On Friday, June 8th, Missouri enacted a rule which prevents Planned Parenthood from receiving any Medicaid reimbursement payments by suspending the abortion giant’s Medicaid provider number.
This action was done to fulfill part of the 2018 budgeting decision which required funds to be cut off from abortion providers and counselors and to specifically carry out a provision in a bill appropriating funds for the Department of Social Services. The abortion provider is quite unhappy and claims the bill is unnecessary because Medicaid funds are already prohibited from covering abortions “except in cases of life endangerment, rape or incest.”
However, Planned Parenthood deliberately fails to mention that money is fungible: money given for service “x” frees up money to put towards service “y” if services “x” and “y” use the same space, equipment, or employee’s time.
Specifically, money provided by Medicaid for non-abortion services is helping pay for the rent, utilities, equipment, and technology of the same physical space where abortions take place.
Medicaid funds are going toward staff paychecks for people who work with clients getting abortions and those not getting abortions. Therefore, Medicaid reimbursements are indirectly and sometimes directly helping fund abortions.
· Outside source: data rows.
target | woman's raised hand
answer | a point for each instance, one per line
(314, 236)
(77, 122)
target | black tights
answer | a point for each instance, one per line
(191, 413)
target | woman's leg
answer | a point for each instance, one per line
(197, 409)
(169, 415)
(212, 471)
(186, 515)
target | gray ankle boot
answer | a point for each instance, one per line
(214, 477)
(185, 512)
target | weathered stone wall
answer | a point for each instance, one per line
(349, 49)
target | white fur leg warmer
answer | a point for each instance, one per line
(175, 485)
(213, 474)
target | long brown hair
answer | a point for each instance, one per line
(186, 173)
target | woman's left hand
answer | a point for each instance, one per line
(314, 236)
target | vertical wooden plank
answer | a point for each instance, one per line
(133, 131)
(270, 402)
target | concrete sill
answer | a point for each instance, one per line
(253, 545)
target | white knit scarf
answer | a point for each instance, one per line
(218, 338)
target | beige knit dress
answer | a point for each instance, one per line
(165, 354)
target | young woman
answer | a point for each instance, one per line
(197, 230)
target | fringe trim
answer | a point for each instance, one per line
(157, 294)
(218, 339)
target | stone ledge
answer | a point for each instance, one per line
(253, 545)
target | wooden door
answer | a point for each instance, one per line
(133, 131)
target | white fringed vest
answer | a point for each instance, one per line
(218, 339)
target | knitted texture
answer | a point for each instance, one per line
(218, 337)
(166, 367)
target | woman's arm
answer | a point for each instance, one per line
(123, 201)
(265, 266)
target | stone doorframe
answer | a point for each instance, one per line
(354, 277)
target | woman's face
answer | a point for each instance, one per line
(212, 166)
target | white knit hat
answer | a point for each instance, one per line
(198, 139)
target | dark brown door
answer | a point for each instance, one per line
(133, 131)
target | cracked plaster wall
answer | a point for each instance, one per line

This rule came after a Federal judge last week denied Planned Parenthood an injunction concerning regulation of abortion clinics. Missouri passed a law last year requiring providers of medication abortions to have “a contract with an obstetrician/gynecologist with admitting privileges at a local hospital available at all hours of the day.”
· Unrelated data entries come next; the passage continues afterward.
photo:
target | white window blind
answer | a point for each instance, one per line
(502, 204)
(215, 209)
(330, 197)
Because of the law, the denied injunction, and the fact no OB/GYNs will partner with them, Planned Parenthood facilities in Columbia and Springfield will continue to be unable to provide medication abortions.
Additionally, Planned Parenthood centers in Missouri which do offer abortions (KC, St. Louis, and Columbia) are finding it harder and harder to stay in business for a variety of reasons, one of which is the lack of demand for abortion services.
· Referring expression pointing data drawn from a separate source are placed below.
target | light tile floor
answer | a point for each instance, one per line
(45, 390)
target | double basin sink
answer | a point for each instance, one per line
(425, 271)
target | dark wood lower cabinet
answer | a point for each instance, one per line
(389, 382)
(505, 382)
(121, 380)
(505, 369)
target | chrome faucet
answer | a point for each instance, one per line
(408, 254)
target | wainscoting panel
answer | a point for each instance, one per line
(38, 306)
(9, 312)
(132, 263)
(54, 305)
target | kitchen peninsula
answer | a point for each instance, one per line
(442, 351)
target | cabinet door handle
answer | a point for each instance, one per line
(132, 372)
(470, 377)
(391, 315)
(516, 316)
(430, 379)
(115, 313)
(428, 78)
Many women are also not returning after the mandatory 72 hour waiting period and instead are making use of the resources offered by sidewalk counselors.
Planned Parenthood is moving forward with their lawsuit against regulations of medication abortion providers, but the case will not be heard until March 2019.
Until then, pro-life advocates can celebrate the halt in Medicaid funds going to the abortion provider. With a lack of Medicaid funding and a future decrease in government funding from Title X grants, Missouri may soon be a state free of abortion clinics.